Campaigners in more than 50 cities across Europe have taken part in a month-long action protesting against the nuclear capacity of NATO member states. Concerned citizens have been filing official complaints with relevant authorities on the grounds that NATO's nuclear capacity is contrary to international humanitarian law, as the weapons' indiscriminate nature is certain to cause unnecessary suffering.
The series of complaints, organised by Greenpeace and the Belgium peace organisation Vredesactie, culminated in the notification of a citizens' summons to NATO secretary-general De Hoop-Scheffer, to coincide with the Riga Summit being held to discuss the future of the Alliance. The summons calls on NATO to change its nuclear policy and start the dismantling of the nuclear weapons still deployed by European NATO members. NATO's condemnation of North Korea's nuclear test as “an extremely serious threat to peace and security in the world” is held by campaigners to be hypocritical when European countries continue to hold their own nuclear weapons, and also house some of the US's nuclear capacity. “NATO should put its own nuclear house in order and eliminate its own extremely serious threat to peace and security,” said Bombspotting campaigner Fabien Rondal. Wendel Trio of Greenpeace added “This is an opportunity for European leaders to meet their own obligation to disarm the world of nuclear weapons and to do what the majority of people in Europe want by removing US nuclear weapons from European soil.”

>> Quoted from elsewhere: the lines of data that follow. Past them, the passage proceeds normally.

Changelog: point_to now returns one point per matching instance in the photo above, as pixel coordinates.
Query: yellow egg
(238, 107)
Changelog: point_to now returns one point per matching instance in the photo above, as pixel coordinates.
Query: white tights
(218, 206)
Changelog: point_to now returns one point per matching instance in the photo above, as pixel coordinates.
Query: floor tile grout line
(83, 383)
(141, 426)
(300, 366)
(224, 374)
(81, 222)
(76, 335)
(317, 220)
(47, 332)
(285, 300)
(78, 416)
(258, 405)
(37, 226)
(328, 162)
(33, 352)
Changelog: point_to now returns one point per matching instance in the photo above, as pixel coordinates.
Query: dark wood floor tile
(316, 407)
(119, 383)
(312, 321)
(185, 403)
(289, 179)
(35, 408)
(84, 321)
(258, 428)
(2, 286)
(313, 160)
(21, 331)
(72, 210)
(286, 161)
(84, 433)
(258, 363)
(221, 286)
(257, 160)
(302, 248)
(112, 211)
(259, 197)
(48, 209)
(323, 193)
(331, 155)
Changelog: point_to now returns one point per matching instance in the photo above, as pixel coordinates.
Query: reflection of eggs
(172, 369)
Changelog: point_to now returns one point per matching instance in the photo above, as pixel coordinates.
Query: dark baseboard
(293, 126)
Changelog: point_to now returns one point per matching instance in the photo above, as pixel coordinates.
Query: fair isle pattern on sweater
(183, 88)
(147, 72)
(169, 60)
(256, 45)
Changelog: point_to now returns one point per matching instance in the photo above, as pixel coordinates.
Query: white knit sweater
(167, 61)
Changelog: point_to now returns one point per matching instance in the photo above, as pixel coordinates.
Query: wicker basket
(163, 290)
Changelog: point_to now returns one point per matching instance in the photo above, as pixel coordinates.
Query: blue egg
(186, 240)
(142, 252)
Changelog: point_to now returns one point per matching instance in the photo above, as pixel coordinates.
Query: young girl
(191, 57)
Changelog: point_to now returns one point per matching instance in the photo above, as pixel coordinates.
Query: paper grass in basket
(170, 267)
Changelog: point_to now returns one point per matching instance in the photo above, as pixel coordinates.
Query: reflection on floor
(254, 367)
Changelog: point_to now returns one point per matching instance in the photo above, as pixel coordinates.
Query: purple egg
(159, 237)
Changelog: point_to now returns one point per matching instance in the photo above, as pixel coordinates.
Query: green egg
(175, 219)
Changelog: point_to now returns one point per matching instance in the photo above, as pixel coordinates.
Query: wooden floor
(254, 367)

The campaign very successfully managed to coordinate and synchronise activity between a myriad of European peace campaigners, represented by a variety of different groups, and based in over 50 European cities. In police stations across Spain, Germany, Italy, Turkey and Portugal, countless official complaints were made. Many groups also carried out street demonstrations.
In Belgium, hundreds of citizens collectively sent a bailiff with a citizen's summons to prime minister Verhofstadt. In earlier complaint actions in Belgium, in 2002 and 2004, more than a thousand complaints were filed.
Amongst the many British actions, Norwich witnessed more than 30 people, representing a range of local groups, demonstrating in front of the police station and holding colourful banners while the letter of complaint was officially filed.
NATO, currently leading some 32,000 troops from 37 countries in Afghanistan, is at a transitional point in its history. Holding NATO to account by existing humanitarian laws becomes a vital exercise as NATO works to redefine its post-cold war role. Campaigners argue that it is of vital importance that, in future, NATO is free of nuclear weapons.